La ricerca sulla staminali embrionali è in pericolo in Europa. Il grido di dolore arriva da scienziati del settore in una lettera pubblicata su ‘Nature’ che vede tra i suoi firmatari anche Ian Wilmut, il celebre papà della pecora Dolly.

A preoccupare gli studiosi, una pronuncia della Corte di giustizia europea attesa per fine maggio che di fatto potrebbe bloccare la ricerca sulle ‘cellule bambine’ nel Vecchio Continente.
Strasburgo potrebbe infatti bandire, come sembra intenzionata a fare, i brevetti sulle terapie basate sull’uso di staminali. Il che porterebbe inevitabilmente, denunciano gli studiosi, le aziende impegnate in questo promettente settore a migrare altrove – Usa in primis, ma anche Cina e Giappone – ovvero in Paesi in cui i brevetti su queste cure continuerebbero ad essere la norma.

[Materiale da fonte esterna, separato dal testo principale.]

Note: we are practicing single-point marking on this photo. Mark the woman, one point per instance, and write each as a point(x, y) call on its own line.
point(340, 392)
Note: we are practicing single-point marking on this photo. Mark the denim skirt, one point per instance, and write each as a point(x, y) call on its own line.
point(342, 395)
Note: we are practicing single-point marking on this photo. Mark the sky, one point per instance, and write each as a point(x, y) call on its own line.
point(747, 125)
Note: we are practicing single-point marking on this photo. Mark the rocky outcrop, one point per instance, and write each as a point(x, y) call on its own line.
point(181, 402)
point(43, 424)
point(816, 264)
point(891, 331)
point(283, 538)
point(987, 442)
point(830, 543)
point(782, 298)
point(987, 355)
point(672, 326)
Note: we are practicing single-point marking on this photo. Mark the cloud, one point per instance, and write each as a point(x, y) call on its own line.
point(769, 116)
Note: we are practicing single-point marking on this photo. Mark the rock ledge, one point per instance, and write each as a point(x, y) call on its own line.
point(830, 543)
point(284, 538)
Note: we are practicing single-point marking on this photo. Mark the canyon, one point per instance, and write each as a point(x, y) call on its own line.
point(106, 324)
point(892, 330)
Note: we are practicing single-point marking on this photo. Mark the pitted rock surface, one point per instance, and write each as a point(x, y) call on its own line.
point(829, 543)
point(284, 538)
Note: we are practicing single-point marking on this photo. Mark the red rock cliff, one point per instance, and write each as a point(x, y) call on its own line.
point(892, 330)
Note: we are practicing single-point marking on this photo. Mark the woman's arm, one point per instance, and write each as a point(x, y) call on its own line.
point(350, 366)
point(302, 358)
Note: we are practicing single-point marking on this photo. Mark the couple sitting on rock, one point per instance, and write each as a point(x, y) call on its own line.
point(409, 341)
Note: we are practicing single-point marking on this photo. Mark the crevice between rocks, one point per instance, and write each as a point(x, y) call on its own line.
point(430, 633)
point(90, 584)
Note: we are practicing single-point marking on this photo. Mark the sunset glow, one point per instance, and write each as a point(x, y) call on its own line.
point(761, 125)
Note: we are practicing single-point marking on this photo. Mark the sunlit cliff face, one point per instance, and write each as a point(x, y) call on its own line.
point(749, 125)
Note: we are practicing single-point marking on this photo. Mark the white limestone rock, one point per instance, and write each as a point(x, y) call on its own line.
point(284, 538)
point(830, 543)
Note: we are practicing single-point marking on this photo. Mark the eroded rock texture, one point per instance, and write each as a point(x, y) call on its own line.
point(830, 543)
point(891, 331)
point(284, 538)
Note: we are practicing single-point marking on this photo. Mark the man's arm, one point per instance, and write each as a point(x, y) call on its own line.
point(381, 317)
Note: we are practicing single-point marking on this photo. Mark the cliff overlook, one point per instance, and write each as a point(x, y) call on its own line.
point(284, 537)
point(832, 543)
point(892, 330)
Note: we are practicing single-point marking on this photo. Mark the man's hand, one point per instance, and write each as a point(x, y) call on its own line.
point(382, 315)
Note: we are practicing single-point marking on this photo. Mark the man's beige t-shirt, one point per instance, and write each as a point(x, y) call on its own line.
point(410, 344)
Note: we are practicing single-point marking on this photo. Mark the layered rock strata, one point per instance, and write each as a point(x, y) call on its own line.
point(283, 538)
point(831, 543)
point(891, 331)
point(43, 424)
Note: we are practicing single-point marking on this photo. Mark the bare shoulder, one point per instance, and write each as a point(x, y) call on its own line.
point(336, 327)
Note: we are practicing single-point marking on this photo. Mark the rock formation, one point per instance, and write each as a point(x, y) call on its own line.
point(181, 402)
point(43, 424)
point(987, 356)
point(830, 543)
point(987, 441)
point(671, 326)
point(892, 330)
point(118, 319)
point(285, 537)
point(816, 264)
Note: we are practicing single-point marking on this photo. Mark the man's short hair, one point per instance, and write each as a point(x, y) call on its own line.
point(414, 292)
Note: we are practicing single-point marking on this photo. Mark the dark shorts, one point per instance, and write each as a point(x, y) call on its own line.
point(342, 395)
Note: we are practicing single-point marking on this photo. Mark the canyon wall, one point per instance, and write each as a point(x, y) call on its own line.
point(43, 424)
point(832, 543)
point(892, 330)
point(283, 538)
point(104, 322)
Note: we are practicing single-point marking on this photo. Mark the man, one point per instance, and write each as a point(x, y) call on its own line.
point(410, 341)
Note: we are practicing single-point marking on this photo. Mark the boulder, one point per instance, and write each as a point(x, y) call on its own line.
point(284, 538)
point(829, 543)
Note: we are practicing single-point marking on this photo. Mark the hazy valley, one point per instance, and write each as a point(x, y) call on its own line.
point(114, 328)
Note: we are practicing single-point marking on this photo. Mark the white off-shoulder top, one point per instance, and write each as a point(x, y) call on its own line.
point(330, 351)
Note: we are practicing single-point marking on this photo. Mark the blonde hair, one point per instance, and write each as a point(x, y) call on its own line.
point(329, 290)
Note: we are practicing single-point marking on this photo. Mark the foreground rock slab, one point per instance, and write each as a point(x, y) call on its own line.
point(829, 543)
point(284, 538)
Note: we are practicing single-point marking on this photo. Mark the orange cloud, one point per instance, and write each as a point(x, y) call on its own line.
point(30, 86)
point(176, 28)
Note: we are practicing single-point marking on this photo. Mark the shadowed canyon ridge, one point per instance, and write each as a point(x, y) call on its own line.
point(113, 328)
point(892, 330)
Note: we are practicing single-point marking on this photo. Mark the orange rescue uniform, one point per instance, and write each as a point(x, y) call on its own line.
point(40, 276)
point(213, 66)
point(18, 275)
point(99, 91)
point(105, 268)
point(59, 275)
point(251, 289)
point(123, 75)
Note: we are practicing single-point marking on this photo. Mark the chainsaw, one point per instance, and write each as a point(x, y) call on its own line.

Rischi per i ricercatori – avvertono dunque gli studiosi – ma anche per i pazienti, costretti a migrare per ottenere terapie che impiegano ‘cellule bambine’. Eppure l’avvocatura generale, con una prima raccomandazione giunta dal giudice francese Yves Bot, ha già sostenuto che l’uso commerciale di staminali sarebbe immorale, perché basata sulla distruzione di embrioni. “Sarebbe devastante se la Corte seguisse questa raccomandazione – denuncia Austin Smith, del Wellcome Trust Centre for Stem Cell Research di Cambridge, tra i firmatari della missiva – significherebbe mettere a rischio il futuro della ricerca biomedica in Europa, nonché alcuni progetti già in corso e destinati a crollare”.